On Friday, 15 September 2017 14:39:05 UTC+2, Peter Schober wrote:

May I ask why not an authsource? Do you intend to allow logins
re-using the SSO session and only prompting for the second factor
alone?

Exactly this! :-)

I don't want to use LinOTP as a single authsource, I want it to be an additional second factor check, which is how I currently have the YubiKey module working. If the person still has a valid LDAP session open with SimpleSAMLphp it just asks for a token.

[Peter Schober]

* greg....@gmail.com <greg....@gmail.com> [2017-09-15 14:44]:

> I don't want to use LinOTP as a single authsource, I want it to be an
> additional second factor check, which is how I currently have the YubiKey
> module working. If the person still has a valid LDAP session open with
> SimpleSAMLphp it just asks for a token.

Well, have a look at some of the existing authproc filters that
operate on the UserID of the currently logged in subject, e.g.
https://github.com/simplesamlphp/simplesamlphp/blob/master/modules/core/lib/Auth/Process/TargetedID.php
This get's the 'UserID' key from the $state array.

No idea whether that's using the lates APIs and therefore makes a good
basis for new developments. though.
-peter

[greg....@gmail.com]

Though you make a good point, I could consider forking the LDAP core module and adding an 'OTP' field to it... That hadn't really occurred to me, because the "usual" approach to a second factor check is some kind of interstitial behaviour (see LastPass, NextCloud, Google, Linode manager, pretty much anywhere 2FA is done). In fact, I think the only place I've seen the OTP demanded on the same page as username and password is with Gandi.net.

[greg....@gmail.com]

On Friday, 15 September 2017 14:49:40 UTC+2, Peter Schober wrote:

Well, have a look at some of the existing authproc filters that
operate on the UserID of the currently logged in subject, e.g.
https://github.com/simplesamlphp/simplesamlphp/blob/master/modules/core/lib/Auth/Process/TargetedID.php
This get's the 'UserID' key from the $state array.

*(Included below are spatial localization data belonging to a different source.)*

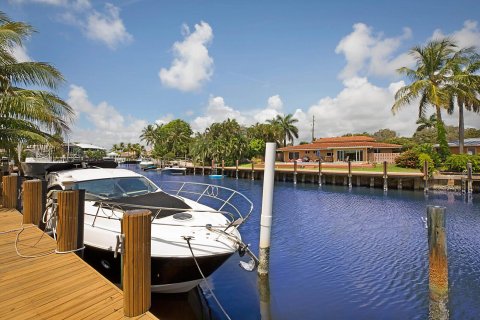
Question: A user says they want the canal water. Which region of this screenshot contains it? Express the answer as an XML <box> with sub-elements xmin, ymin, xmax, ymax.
<box><xmin>126</xmin><ymin>168</ymin><xmax>480</xmax><ymax>320</ymax></box>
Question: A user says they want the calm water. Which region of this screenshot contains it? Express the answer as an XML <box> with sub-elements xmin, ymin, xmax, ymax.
<box><xmin>124</xmin><ymin>165</ymin><xmax>480</xmax><ymax>319</ymax></box>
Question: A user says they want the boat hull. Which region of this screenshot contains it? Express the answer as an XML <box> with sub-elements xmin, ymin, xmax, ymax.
<box><xmin>84</xmin><ymin>245</ymin><xmax>233</xmax><ymax>293</ymax></box>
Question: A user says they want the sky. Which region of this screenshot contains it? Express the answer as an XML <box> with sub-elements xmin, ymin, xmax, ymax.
<box><xmin>0</xmin><ymin>0</ymin><xmax>480</xmax><ymax>148</ymax></box>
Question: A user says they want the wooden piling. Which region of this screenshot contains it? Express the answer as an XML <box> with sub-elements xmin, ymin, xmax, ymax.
<box><xmin>423</xmin><ymin>160</ymin><xmax>428</xmax><ymax>193</ymax></box>
<box><xmin>318</xmin><ymin>160</ymin><xmax>322</xmax><ymax>187</ymax></box>
<box><xmin>293</xmin><ymin>160</ymin><xmax>297</xmax><ymax>184</ymax></box>
<box><xmin>427</xmin><ymin>206</ymin><xmax>448</xmax><ymax>320</ymax></box>
<box><xmin>235</xmin><ymin>160</ymin><xmax>238</xmax><ymax>180</ymax></box>
<box><xmin>56</xmin><ymin>190</ymin><xmax>85</xmax><ymax>256</ymax></box>
<box><xmin>467</xmin><ymin>162</ymin><xmax>473</xmax><ymax>194</ymax></box>
<box><xmin>122</xmin><ymin>210</ymin><xmax>152</xmax><ymax>317</ymax></box>
<box><xmin>383</xmin><ymin>161</ymin><xmax>388</xmax><ymax>191</ymax></box>
<box><xmin>348</xmin><ymin>160</ymin><xmax>352</xmax><ymax>188</ymax></box>
<box><xmin>22</xmin><ymin>179</ymin><xmax>47</xmax><ymax>226</ymax></box>
<box><xmin>2</xmin><ymin>175</ymin><xmax>20</xmax><ymax>209</ymax></box>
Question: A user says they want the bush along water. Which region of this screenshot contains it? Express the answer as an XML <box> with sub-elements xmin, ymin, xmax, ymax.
<box><xmin>444</xmin><ymin>154</ymin><xmax>480</xmax><ymax>172</ymax></box>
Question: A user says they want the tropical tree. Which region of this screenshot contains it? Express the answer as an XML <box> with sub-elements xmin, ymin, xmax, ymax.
<box><xmin>267</xmin><ymin>113</ymin><xmax>298</xmax><ymax>147</ymax></box>
<box><xmin>448</xmin><ymin>47</ymin><xmax>480</xmax><ymax>154</ymax></box>
<box><xmin>0</xmin><ymin>12</ymin><xmax>74</xmax><ymax>157</ymax></box>
<box><xmin>415</xmin><ymin>113</ymin><xmax>437</xmax><ymax>132</ymax></box>
<box><xmin>392</xmin><ymin>39</ymin><xmax>457</xmax><ymax>159</ymax></box>
<box><xmin>140</xmin><ymin>124</ymin><xmax>159</xmax><ymax>146</ymax></box>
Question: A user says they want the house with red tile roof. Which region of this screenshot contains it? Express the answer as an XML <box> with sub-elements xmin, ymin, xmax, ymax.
<box><xmin>277</xmin><ymin>136</ymin><xmax>402</xmax><ymax>163</ymax></box>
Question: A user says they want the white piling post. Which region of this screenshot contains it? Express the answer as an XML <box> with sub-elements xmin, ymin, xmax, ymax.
<box><xmin>258</xmin><ymin>142</ymin><xmax>276</xmax><ymax>275</ymax></box>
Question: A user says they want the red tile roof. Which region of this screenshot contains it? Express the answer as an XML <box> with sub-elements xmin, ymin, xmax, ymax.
<box><xmin>278</xmin><ymin>136</ymin><xmax>402</xmax><ymax>151</ymax></box>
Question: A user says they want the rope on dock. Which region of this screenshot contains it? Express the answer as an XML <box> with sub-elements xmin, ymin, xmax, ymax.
<box><xmin>183</xmin><ymin>236</ymin><xmax>232</xmax><ymax>320</ymax></box>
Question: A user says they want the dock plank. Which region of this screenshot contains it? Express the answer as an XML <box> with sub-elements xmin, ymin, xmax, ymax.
<box><xmin>0</xmin><ymin>208</ymin><xmax>157</xmax><ymax>319</ymax></box>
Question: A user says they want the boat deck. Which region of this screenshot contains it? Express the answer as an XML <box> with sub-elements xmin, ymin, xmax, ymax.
<box><xmin>0</xmin><ymin>208</ymin><xmax>157</xmax><ymax>319</ymax></box>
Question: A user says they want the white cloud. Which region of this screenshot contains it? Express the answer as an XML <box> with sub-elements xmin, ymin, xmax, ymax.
<box><xmin>158</xmin><ymin>21</ymin><xmax>213</xmax><ymax>91</ymax></box>
<box><xmin>11</xmin><ymin>45</ymin><xmax>33</xmax><ymax>62</ymax></box>
<box><xmin>85</xmin><ymin>3</ymin><xmax>133</xmax><ymax>49</ymax></box>
<box><xmin>67</xmin><ymin>85</ymin><xmax>147</xmax><ymax>147</ymax></box>
<box><xmin>431</xmin><ymin>20</ymin><xmax>480</xmax><ymax>49</ymax></box>
<box><xmin>335</xmin><ymin>23</ymin><xmax>413</xmax><ymax>79</ymax></box>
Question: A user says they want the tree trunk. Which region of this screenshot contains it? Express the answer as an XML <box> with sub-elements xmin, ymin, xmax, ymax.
<box><xmin>458</xmin><ymin>103</ymin><xmax>465</xmax><ymax>154</ymax></box>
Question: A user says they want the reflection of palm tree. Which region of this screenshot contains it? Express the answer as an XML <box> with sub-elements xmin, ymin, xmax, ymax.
<box><xmin>267</xmin><ymin>114</ymin><xmax>298</xmax><ymax>147</ymax></box>
<box><xmin>392</xmin><ymin>39</ymin><xmax>456</xmax><ymax>158</ymax></box>
<box><xmin>416</xmin><ymin>113</ymin><xmax>437</xmax><ymax>132</ymax></box>
<box><xmin>0</xmin><ymin>12</ymin><xmax>73</xmax><ymax>149</ymax></box>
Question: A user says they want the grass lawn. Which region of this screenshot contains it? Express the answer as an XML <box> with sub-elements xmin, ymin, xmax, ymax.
<box><xmin>239</xmin><ymin>163</ymin><xmax>421</xmax><ymax>172</ymax></box>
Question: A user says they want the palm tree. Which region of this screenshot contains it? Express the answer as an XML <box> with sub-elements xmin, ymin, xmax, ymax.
<box><xmin>415</xmin><ymin>113</ymin><xmax>437</xmax><ymax>132</ymax></box>
<box><xmin>140</xmin><ymin>124</ymin><xmax>158</xmax><ymax>146</ymax></box>
<box><xmin>392</xmin><ymin>39</ymin><xmax>456</xmax><ymax>159</ymax></box>
<box><xmin>448</xmin><ymin>47</ymin><xmax>480</xmax><ymax>154</ymax></box>
<box><xmin>0</xmin><ymin>12</ymin><xmax>74</xmax><ymax>154</ymax></box>
<box><xmin>267</xmin><ymin>113</ymin><xmax>298</xmax><ymax>147</ymax></box>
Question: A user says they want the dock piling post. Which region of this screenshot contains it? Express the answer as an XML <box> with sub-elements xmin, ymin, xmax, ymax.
<box><xmin>383</xmin><ymin>161</ymin><xmax>388</xmax><ymax>191</ymax></box>
<box><xmin>2</xmin><ymin>174</ymin><xmax>21</xmax><ymax>209</ymax></box>
<box><xmin>22</xmin><ymin>179</ymin><xmax>47</xmax><ymax>226</ymax></box>
<box><xmin>467</xmin><ymin>161</ymin><xmax>473</xmax><ymax>194</ymax></box>
<box><xmin>423</xmin><ymin>160</ymin><xmax>428</xmax><ymax>193</ymax></box>
<box><xmin>348</xmin><ymin>160</ymin><xmax>352</xmax><ymax>189</ymax></box>
<box><xmin>122</xmin><ymin>209</ymin><xmax>152</xmax><ymax>317</ymax></box>
<box><xmin>235</xmin><ymin>160</ymin><xmax>238</xmax><ymax>180</ymax></box>
<box><xmin>293</xmin><ymin>160</ymin><xmax>297</xmax><ymax>184</ymax></box>
<box><xmin>427</xmin><ymin>206</ymin><xmax>448</xmax><ymax>320</ymax></box>
<box><xmin>318</xmin><ymin>160</ymin><xmax>322</xmax><ymax>187</ymax></box>
<box><xmin>257</xmin><ymin>142</ymin><xmax>276</xmax><ymax>276</ymax></box>
<box><xmin>56</xmin><ymin>190</ymin><xmax>85</xmax><ymax>257</ymax></box>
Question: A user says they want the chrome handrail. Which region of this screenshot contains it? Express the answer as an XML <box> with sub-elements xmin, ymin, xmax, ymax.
<box><xmin>160</xmin><ymin>181</ymin><xmax>253</xmax><ymax>222</ymax></box>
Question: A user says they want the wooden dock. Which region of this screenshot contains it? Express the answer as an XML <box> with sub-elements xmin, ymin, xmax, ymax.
<box><xmin>0</xmin><ymin>208</ymin><xmax>157</xmax><ymax>319</ymax></box>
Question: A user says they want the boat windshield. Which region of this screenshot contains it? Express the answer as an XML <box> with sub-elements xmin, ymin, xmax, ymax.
<box><xmin>73</xmin><ymin>177</ymin><xmax>158</xmax><ymax>199</ymax></box>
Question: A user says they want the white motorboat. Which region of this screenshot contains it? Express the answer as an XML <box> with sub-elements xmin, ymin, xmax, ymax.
<box><xmin>140</xmin><ymin>159</ymin><xmax>155</xmax><ymax>169</ymax></box>
<box><xmin>47</xmin><ymin>168</ymin><xmax>253</xmax><ymax>293</ymax></box>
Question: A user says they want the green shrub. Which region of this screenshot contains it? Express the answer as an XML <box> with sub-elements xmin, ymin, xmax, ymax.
<box><xmin>418</xmin><ymin>153</ymin><xmax>435</xmax><ymax>176</ymax></box>
<box><xmin>413</xmin><ymin>143</ymin><xmax>441</xmax><ymax>167</ymax></box>
<box><xmin>395</xmin><ymin>149</ymin><xmax>418</xmax><ymax>168</ymax></box>
<box><xmin>445</xmin><ymin>154</ymin><xmax>480</xmax><ymax>172</ymax></box>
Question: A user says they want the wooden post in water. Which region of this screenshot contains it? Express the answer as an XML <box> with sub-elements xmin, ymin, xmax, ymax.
<box><xmin>383</xmin><ymin>161</ymin><xmax>388</xmax><ymax>191</ymax></box>
<box><xmin>122</xmin><ymin>209</ymin><xmax>152</xmax><ymax>317</ymax></box>
<box><xmin>56</xmin><ymin>190</ymin><xmax>85</xmax><ymax>256</ymax></box>
<box><xmin>423</xmin><ymin>160</ymin><xmax>428</xmax><ymax>193</ymax></box>
<box><xmin>348</xmin><ymin>160</ymin><xmax>352</xmax><ymax>188</ymax></box>
<box><xmin>235</xmin><ymin>160</ymin><xmax>238</xmax><ymax>180</ymax></box>
<box><xmin>318</xmin><ymin>159</ymin><xmax>322</xmax><ymax>187</ymax></box>
<box><xmin>22</xmin><ymin>179</ymin><xmax>47</xmax><ymax>226</ymax></box>
<box><xmin>293</xmin><ymin>160</ymin><xmax>297</xmax><ymax>184</ymax></box>
<box><xmin>2</xmin><ymin>174</ymin><xmax>21</xmax><ymax>209</ymax></box>
<box><xmin>467</xmin><ymin>162</ymin><xmax>473</xmax><ymax>194</ymax></box>
<box><xmin>257</xmin><ymin>142</ymin><xmax>276</xmax><ymax>275</ymax></box>
<box><xmin>427</xmin><ymin>206</ymin><xmax>448</xmax><ymax>320</ymax></box>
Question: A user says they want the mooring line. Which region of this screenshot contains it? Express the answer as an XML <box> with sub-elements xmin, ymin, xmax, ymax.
<box><xmin>183</xmin><ymin>236</ymin><xmax>232</xmax><ymax>320</ymax></box>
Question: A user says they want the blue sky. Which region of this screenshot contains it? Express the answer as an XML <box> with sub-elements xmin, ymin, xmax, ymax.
<box><xmin>0</xmin><ymin>0</ymin><xmax>480</xmax><ymax>147</ymax></box>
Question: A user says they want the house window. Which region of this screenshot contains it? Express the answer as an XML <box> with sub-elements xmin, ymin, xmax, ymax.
<box><xmin>288</xmin><ymin>152</ymin><xmax>300</xmax><ymax>160</ymax></box>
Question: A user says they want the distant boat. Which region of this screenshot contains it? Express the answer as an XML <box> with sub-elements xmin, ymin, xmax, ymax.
<box><xmin>21</xmin><ymin>157</ymin><xmax>65</xmax><ymax>178</ymax></box>
<box><xmin>162</xmin><ymin>166</ymin><xmax>187</xmax><ymax>175</ymax></box>
<box><xmin>140</xmin><ymin>159</ymin><xmax>155</xmax><ymax>169</ymax></box>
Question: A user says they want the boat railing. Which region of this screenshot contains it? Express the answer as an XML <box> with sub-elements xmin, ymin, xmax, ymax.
<box><xmin>160</xmin><ymin>181</ymin><xmax>253</xmax><ymax>223</ymax></box>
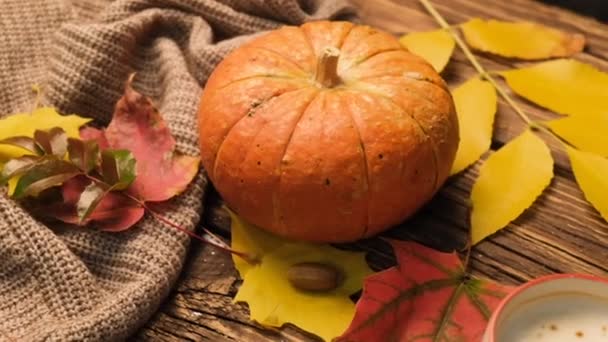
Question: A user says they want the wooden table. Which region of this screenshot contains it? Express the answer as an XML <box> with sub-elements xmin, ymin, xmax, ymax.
<box><xmin>136</xmin><ymin>0</ymin><xmax>608</xmax><ymax>341</ymax></box>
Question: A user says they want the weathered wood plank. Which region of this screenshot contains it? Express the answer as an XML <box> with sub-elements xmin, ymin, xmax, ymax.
<box><xmin>136</xmin><ymin>0</ymin><xmax>608</xmax><ymax>341</ymax></box>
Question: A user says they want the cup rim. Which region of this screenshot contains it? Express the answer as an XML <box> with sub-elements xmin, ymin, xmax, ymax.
<box><xmin>486</xmin><ymin>273</ymin><xmax>608</xmax><ymax>342</ymax></box>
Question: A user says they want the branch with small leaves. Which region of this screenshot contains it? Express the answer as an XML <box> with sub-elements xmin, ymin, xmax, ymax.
<box><xmin>0</xmin><ymin>78</ymin><xmax>256</xmax><ymax>263</ymax></box>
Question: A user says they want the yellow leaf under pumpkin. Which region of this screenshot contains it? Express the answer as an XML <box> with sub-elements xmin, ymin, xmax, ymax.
<box><xmin>399</xmin><ymin>30</ymin><xmax>456</xmax><ymax>72</ymax></box>
<box><xmin>450</xmin><ymin>78</ymin><xmax>497</xmax><ymax>174</ymax></box>
<box><xmin>566</xmin><ymin>147</ymin><xmax>608</xmax><ymax>221</ymax></box>
<box><xmin>0</xmin><ymin>107</ymin><xmax>91</xmax><ymax>195</ymax></box>
<box><xmin>547</xmin><ymin>112</ymin><xmax>608</xmax><ymax>157</ymax></box>
<box><xmin>461</xmin><ymin>18</ymin><xmax>585</xmax><ymax>60</ymax></box>
<box><xmin>500</xmin><ymin>59</ymin><xmax>608</xmax><ymax>117</ymax></box>
<box><xmin>471</xmin><ymin>130</ymin><xmax>553</xmax><ymax>244</ymax></box>
<box><xmin>230</xmin><ymin>213</ymin><xmax>372</xmax><ymax>341</ymax></box>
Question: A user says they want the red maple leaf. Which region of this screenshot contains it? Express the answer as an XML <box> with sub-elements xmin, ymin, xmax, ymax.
<box><xmin>80</xmin><ymin>75</ymin><xmax>199</xmax><ymax>202</ymax></box>
<box><xmin>337</xmin><ymin>241</ymin><xmax>512</xmax><ymax>342</ymax></box>
<box><xmin>47</xmin><ymin>76</ymin><xmax>199</xmax><ymax>231</ymax></box>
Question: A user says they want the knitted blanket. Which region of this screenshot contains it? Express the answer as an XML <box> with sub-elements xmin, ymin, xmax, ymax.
<box><xmin>0</xmin><ymin>0</ymin><xmax>352</xmax><ymax>341</ymax></box>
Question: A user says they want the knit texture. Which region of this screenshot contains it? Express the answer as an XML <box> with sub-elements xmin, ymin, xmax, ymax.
<box><xmin>0</xmin><ymin>0</ymin><xmax>352</xmax><ymax>341</ymax></box>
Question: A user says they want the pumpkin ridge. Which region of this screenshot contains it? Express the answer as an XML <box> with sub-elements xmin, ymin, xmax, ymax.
<box><xmin>211</xmin><ymin>87</ymin><xmax>306</xmax><ymax>178</ymax></box>
<box><xmin>217</xmin><ymin>74</ymin><xmax>306</xmax><ymax>90</ymax></box>
<box><xmin>347</xmin><ymin>96</ymin><xmax>371</xmax><ymax>238</ymax></box>
<box><xmin>273</xmin><ymin>90</ymin><xmax>322</xmax><ymax>232</ymax></box>
<box><xmin>355</xmin><ymin>89</ymin><xmax>439</xmax><ymax>189</ymax></box>
<box><xmin>298</xmin><ymin>26</ymin><xmax>319</xmax><ymax>60</ymax></box>
<box><xmin>340</xmin><ymin>48</ymin><xmax>405</xmax><ymax>73</ymax></box>
<box><xmin>249</xmin><ymin>46</ymin><xmax>310</xmax><ymax>73</ymax></box>
<box><xmin>356</xmin><ymin>73</ymin><xmax>452</xmax><ymax>93</ymax></box>
<box><xmin>336</xmin><ymin>25</ymin><xmax>356</xmax><ymax>50</ymax></box>
<box><xmin>350</xmin><ymin>76</ymin><xmax>452</xmax><ymax>115</ymax></box>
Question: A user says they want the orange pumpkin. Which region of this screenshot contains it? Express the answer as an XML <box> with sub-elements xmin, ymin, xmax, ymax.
<box><xmin>198</xmin><ymin>21</ymin><xmax>458</xmax><ymax>242</ymax></box>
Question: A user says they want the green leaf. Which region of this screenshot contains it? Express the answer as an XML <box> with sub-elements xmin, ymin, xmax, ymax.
<box><xmin>34</xmin><ymin>127</ymin><xmax>68</xmax><ymax>158</ymax></box>
<box><xmin>101</xmin><ymin>150</ymin><xmax>136</xmax><ymax>190</ymax></box>
<box><xmin>13</xmin><ymin>158</ymin><xmax>81</xmax><ymax>198</ymax></box>
<box><xmin>68</xmin><ymin>138</ymin><xmax>99</xmax><ymax>173</ymax></box>
<box><xmin>76</xmin><ymin>182</ymin><xmax>112</xmax><ymax>224</ymax></box>
<box><xmin>0</xmin><ymin>155</ymin><xmax>40</xmax><ymax>185</ymax></box>
<box><xmin>0</xmin><ymin>135</ymin><xmax>42</xmax><ymax>155</ymax></box>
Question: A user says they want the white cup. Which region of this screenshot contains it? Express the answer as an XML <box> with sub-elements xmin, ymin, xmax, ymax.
<box><xmin>483</xmin><ymin>274</ymin><xmax>608</xmax><ymax>342</ymax></box>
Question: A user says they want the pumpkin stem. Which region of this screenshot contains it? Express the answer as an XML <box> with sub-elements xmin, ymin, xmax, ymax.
<box><xmin>315</xmin><ymin>47</ymin><xmax>340</xmax><ymax>88</ymax></box>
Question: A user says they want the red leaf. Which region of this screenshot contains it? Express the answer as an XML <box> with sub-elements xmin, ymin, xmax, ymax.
<box><xmin>338</xmin><ymin>241</ymin><xmax>512</xmax><ymax>342</ymax></box>
<box><xmin>80</xmin><ymin>126</ymin><xmax>110</xmax><ymax>150</ymax></box>
<box><xmin>55</xmin><ymin>177</ymin><xmax>145</xmax><ymax>232</ymax></box>
<box><xmin>100</xmin><ymin>75</ymin><xmax>199</xmax><ymax>202</ymax></box>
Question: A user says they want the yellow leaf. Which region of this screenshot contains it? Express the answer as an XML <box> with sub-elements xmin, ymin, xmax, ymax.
<box><xmin>547</xmin><ymin>112</ymin><xmax>608</xmax><ymax>157</ymax></box>
<box><xmin>566</xmin><ymin>147</ymin><xmax>608</xmax><ymax>221</ymax></box>
<box><xmin>461</xmin><ymin>18</ymin><xmax>585</xmax><ymax>59</ymax></box>
<box><xmin>399</xmin><ymin>30</ymin><xmax>455</xmax><ymax>72</ymax></box>
<box><xmin>450</xmin><ymin>78</ymin><xmax>497</xmax><ymax>174</ymax></box>
<box><xmin>231</xmin><ymin>213</ymin><xmax>372</xmax><ymax>341</ymax></box>
<box><xmin>0</xmin><ymin>107</ymin><xmax>91</xmax><ymax>195</ymax></box>
<box><xmin>471</xmin><ymin>130</ymin><xmax>553</xmax><ymax>244</ymax></box>
<box><xmin>0</xmin><ymin>107</ymin><xmax>91</xmax><ymax>164</ymax></box>
<box><xmin>501</xmin><ymin>59</ymin><xmax>608</xmax><ymax>117</ymax></box>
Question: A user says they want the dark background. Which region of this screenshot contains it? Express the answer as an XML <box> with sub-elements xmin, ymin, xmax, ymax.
<box><xmin>541</xmin><ymin>0</ymin><xmax>608</xmax><ymax>20</ymax></box>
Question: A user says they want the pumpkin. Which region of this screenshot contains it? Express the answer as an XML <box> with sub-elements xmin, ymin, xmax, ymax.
<box><xmin>198</xmin><ymin>21</ymin><xmax>458</xmax><ymax>242</ymax></box>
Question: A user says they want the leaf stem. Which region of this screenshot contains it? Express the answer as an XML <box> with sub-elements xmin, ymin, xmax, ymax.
<box><xmin>418</xmin><ymin>0</ymin><xmax>533</xmax><ymax>126</ymax></box>
<box><xmin>83</xmin><ymin>173</ymin><xmax>259</xmax><ymax>265</ymax></box>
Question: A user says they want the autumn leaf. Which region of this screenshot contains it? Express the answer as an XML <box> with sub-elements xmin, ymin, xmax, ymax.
<box><xmin>51</xmin><ymin>176</ymin><xmax>145</xmax><ymax>232</ymax></box>
<box><xmin>338</xmin><ymin>240</ymin><xmax>512</xmax><ymax>342</ymax></box>
<box><xmin>547</xmin><ymin>112</ymin><xmax>608</xmax><ymax>157</ymax></box>
<box><xmin>231</xmin><ymin>213</ymin><xmax>371</xmax><ymax>340</ymax></box>
<box><xmin>13</xmin><ymin>159</ymin><xmax>80</xmax><ymax>198</ymax></box>
<box><xmin>83</xmin><ymin>79</ymin><xmax>199</xmax><ymax>202</ymax></box>
<box><xmin>461</xmin><ymin>18</ymin><xmax>585</xmax><ymax>60</ymax></box>
<box><xmin>399</xmin><ymin>30</ymin><xmax>456</xmax><ymax>72</ymax></box>
<box><xmin>500</xmin><ymin>59</ymin><xmax>608</xmax><ymax>119</ymax></box>
<box><xmin>0</xmin><ymin>107</ymin><xmax>91</xmax><ymax>166</ymax></box>
<box><xmin>471</xmin><ymin>130</ymin><xmax>553</xmax><ymax>244</ymax></box>
<box><xmin>450</xmin><ymin>78</ymin><xmax>497</xmax><ymax>174</ymax></box>
<box><xmin>566</xmin><ymin>147</ymin><xmax>608</xmax><ymax>221</ymax></box>
<box><xmin>68</xmin><ymin>138</ymin><xmax>100</xmax><ymax>173</ymax></box>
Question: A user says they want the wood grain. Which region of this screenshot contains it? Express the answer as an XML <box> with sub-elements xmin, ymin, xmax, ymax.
<box><xmin>135</xmin><ymin>0</ymin><xmax>608</xmax><ymax>341</ymax></box>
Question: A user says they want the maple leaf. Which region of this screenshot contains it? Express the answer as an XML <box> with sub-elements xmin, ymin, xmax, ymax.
<box><xmin>82</xmin><ymin>75</ymin><xmax>199</xmax><ymax>202</ymax></box>
<box><xmin>461</xmin><ymin>18</ymin><xmax>585</xmax><ymax>59</ymax></box>
<box><xmin>337</xmin><ymin>240</ymin><xmax>512</xmax><ymax>342</ymax></box>
<box><xmin>230</xmin><ymin>212</ymin><xmax>372</xmax><ymax>340</ymax></box>
<box><xmin>399</xmin><ymin>30</ymin><xmax>456</xmax><ymax>72</ymax></box>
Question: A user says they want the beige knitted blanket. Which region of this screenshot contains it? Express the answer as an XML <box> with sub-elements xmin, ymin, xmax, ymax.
<box><xmin>0</xmin><ymin>0</ymin><xmax>352</xmax><ymax>341</ymax></box>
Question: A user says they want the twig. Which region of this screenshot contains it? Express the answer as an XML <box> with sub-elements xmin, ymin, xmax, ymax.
<box><xmin>418</xmin><ymin>0</ymin><xmax>533</xmax><ymax>126</ymax></box>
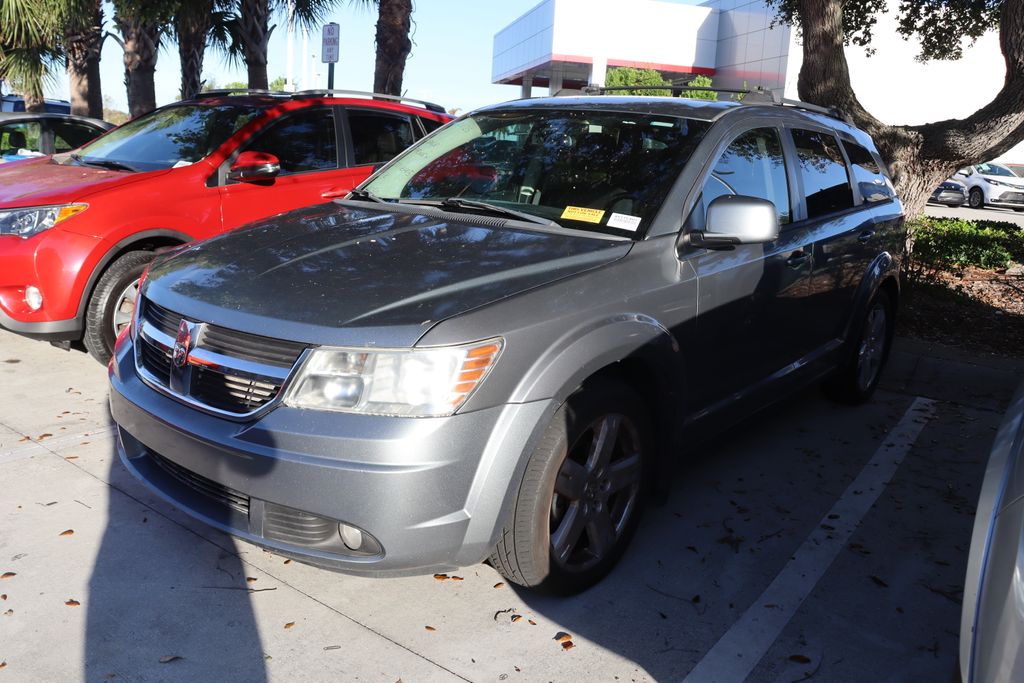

No idea whether that's using the lates APIs and therefore makes a good
basis for new developments. though.
-peter

Ahh, so it might be there already in $state. Brilliant, thanks Peter. I'll take a look.

[Peter Schober]

* greg....@gmail.com <greg....@gmail.com> [2017-09-15 14:52]:

I guess it comes down to the desired behaviour. Arguably SSO session +
OTP is still "better" than only the SSO session, but terminologically
speaking I think the OTP is considered a second factor only in
combination with the primary authentiacation factor (not an SSO
session), and that's username + passwort auth via LDAP auth in your
case.

Personally I've only used OTPs in strict conjunction with
password-based authentication, i.e., if something asks for higher
authn assurance they get it by subjects having to provide both
factors on the login page, i.e., authenticate with username, passwort
*and* OTP.

If that's all in one module (authsource) it should be easier and more
secure to guarantee that all it happens (by ensuring it happens in the
same step), rather than relying on other mechanisms (authproc filters
here) to tie them together in a more lose sense.

Just my 2ข.
-peter

[Jaime Perez Crespo]

Hi Greg,

You have both options: integrating 2FA as part of the old login flow, everything in the same form and in the same module, or having an additional module that deals only with 2FA in a separate page. The latter has several advantages, as it’s simpler to implement (you only need to implement the second factor, not the “first" authentication), does not require the modification of any existing page layouts (i.e. the login form) and is more flexible, as if you later want to add several 2FA methods to choose from, then it’ll be easier to do.

Personally, I’d go for the latter. In Feide we did a mix. We have our own module that deals with authentication, including the second factor as part of the authentication source. However, the second factor is authenticated in a separate form after username/password authentication, as we allow the user to choose from a list of 2FA methods, and that list depends on what the user has configured (and his organization allowed).

Regarding the technical details, that might be a bit more for the development mailing list. In any case, authproc filters (and auth sources, for that matter) will always have access to the state array. There you’ll have, among many other things, an array with the attributes of the user under the “Attributes” key (provided the user was already authenticated, of course). Use that and make it configurable so that you can define which attribute you want to use to univocally identity the user. Don’t rely on the “UserID” in the state array, as that will go away in future versions of SSP.

--
Jaime Pérez
UNINETT / Feide

jaime...@uninett.no
jaime...@protonmail.com
9A08 EA20 E062 70B4 616B 43E3 562A FE3A 6293 62C2

"Two roads diverged in a wood, and I, I took the one less traveled by, and that has made all the difference."
- Robert Frost

[Greg Harvey]

There's a development mailing list? Good to know! I think I'll need it. Decided to go for the latter, actually copying your Yubikey module, Jaime. :-)

But I'm getting a really weird thing, the process() method in the filter doesn't seem to get called. Can't figure out why. Consequence is the config doesn't get saved to state, so I can't access it where I need it in the authenticate() method. :-(

Cheers,

Greg

--
This is a mailing list for users of SimpleSAMLphp, not a support service. If you are willing to buy commercial support, please take a look here:

https://simplesamlphp.org/support

Before sending your question, make sure it is related to SimpleSAMLphp, and not your web server's configuration or any other third-party software. This mailing list cannot help with software that uses SimpleSAMLphp, only regarding SimpleSAMLphp itself.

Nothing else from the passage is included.